AIX allows per-user definitions for the maximum number of allowed login attempts (defaulting to 3). After that limit has been exceeded, the user is locked out, and must be unlocked by an administrator. Through OpenSSH, it is possible to get around this restriction, and make additional login attempts. To reproduce (assuming the system locks an account after 3 total failed attempts, and assuming you have 3 attempts per ssh connection): - start an ssh connection, fail your login twice, and exit out - start a new session, fail twice, then enter the correct password, and you will be accepted into the system (note that there were 4 failed attempts before the successful login) I believe the problem lies in how OpenSSH determines login permissions. There is an initial check made to ensure that the user can log in, but after that no additional checks are made. And once a successful login is made, the counter is reset, incorrectly allowing future logins. To fix this, the loginrestrictions() function (AIX-specific) needs to be checked before each login attempt (_before_ a login is accepted).
Created attachment 696 [details] proposed patch With excellent comments and suggestions from Darren Tucker on my initial version, this is a much improved patch (thankfully, the original need not see the light of day). It's against the 20040730 snapshot, and I've tested it on AIX 5.1.

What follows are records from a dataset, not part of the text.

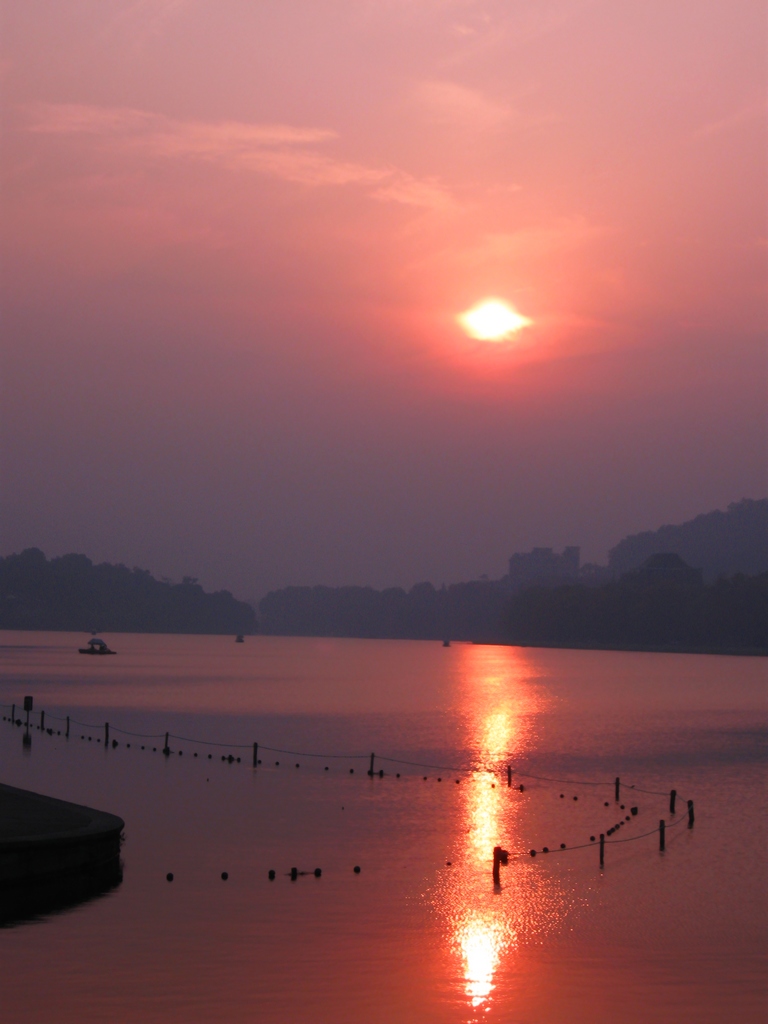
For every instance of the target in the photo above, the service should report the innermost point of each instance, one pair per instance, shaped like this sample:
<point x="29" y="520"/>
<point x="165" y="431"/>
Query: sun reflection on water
<point x="498" y="702"/>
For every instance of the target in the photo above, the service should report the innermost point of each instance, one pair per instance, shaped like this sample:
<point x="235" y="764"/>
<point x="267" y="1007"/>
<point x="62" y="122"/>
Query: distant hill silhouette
<point x="663" y="590"/>
<point x="663" y="605"/>
<point x="718" y="543"/>
<point x="72" y="593"/>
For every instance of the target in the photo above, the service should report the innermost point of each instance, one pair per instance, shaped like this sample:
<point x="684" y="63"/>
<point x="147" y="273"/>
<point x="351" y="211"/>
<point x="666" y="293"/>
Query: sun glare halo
<point x="492" y="320"/>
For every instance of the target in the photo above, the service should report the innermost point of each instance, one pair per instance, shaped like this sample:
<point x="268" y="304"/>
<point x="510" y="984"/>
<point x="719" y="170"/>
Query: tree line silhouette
<point x="72" y="593"/>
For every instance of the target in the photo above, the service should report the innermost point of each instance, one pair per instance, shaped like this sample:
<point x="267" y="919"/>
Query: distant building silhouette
<point x="542" y="565"/>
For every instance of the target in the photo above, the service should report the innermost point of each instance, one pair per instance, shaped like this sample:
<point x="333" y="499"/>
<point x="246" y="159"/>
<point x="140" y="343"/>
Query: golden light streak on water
<point x="498" y="702"/>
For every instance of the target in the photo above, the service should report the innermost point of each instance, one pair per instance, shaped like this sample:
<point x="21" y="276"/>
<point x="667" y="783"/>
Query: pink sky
<point x="238" y="235"/>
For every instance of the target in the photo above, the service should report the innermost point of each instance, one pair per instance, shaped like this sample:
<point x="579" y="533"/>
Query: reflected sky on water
<point x="411" y="938"/>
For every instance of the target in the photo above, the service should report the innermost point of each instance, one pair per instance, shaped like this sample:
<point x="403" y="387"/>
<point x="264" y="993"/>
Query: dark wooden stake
<point x="500" y="857"/>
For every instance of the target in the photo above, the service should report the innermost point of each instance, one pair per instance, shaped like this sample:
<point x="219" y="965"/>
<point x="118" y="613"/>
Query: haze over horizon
<point x="238" y="238"/>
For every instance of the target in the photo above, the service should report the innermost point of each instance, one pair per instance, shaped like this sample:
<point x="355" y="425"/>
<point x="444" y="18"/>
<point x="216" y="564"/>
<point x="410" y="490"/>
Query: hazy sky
<point x="238" y="235"/>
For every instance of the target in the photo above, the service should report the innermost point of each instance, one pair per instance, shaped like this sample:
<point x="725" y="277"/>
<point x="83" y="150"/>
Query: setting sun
<point x="492" y="320"/>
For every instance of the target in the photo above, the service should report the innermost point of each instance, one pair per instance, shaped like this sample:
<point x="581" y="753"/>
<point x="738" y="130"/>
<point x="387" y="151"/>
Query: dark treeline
<point x="637" y="613"/>
<point x="72" y="593"/>
<point x="718" y="543"/>
<point x="462" y="611"/>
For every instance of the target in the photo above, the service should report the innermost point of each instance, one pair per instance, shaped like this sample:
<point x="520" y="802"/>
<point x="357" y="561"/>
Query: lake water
<point x="421" y="934"/>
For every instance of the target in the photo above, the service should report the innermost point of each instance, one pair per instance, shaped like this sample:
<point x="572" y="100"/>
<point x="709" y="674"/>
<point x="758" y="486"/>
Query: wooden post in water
<point x="500" y="857"/>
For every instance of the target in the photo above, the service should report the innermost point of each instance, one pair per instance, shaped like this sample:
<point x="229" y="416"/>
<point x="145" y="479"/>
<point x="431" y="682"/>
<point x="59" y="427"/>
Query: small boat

I just tried that on 5.2 but it still allows the login after locking out the account via telnet. I suspect there's some kind of caching going on, but neither setpwent/endpwent or setuserdb/enduserdb make a difference.
Many years ago, I had a patch which used loginrestrictions and the AIX authenticate function which was incorporated into the source. Since then it seems to be only available with compile flag -DCUSTOM_FAILED_LOGIN. It does honor login restrictions. Basically acts as telnet (ie resetting the failed login if under the limit of failed logins).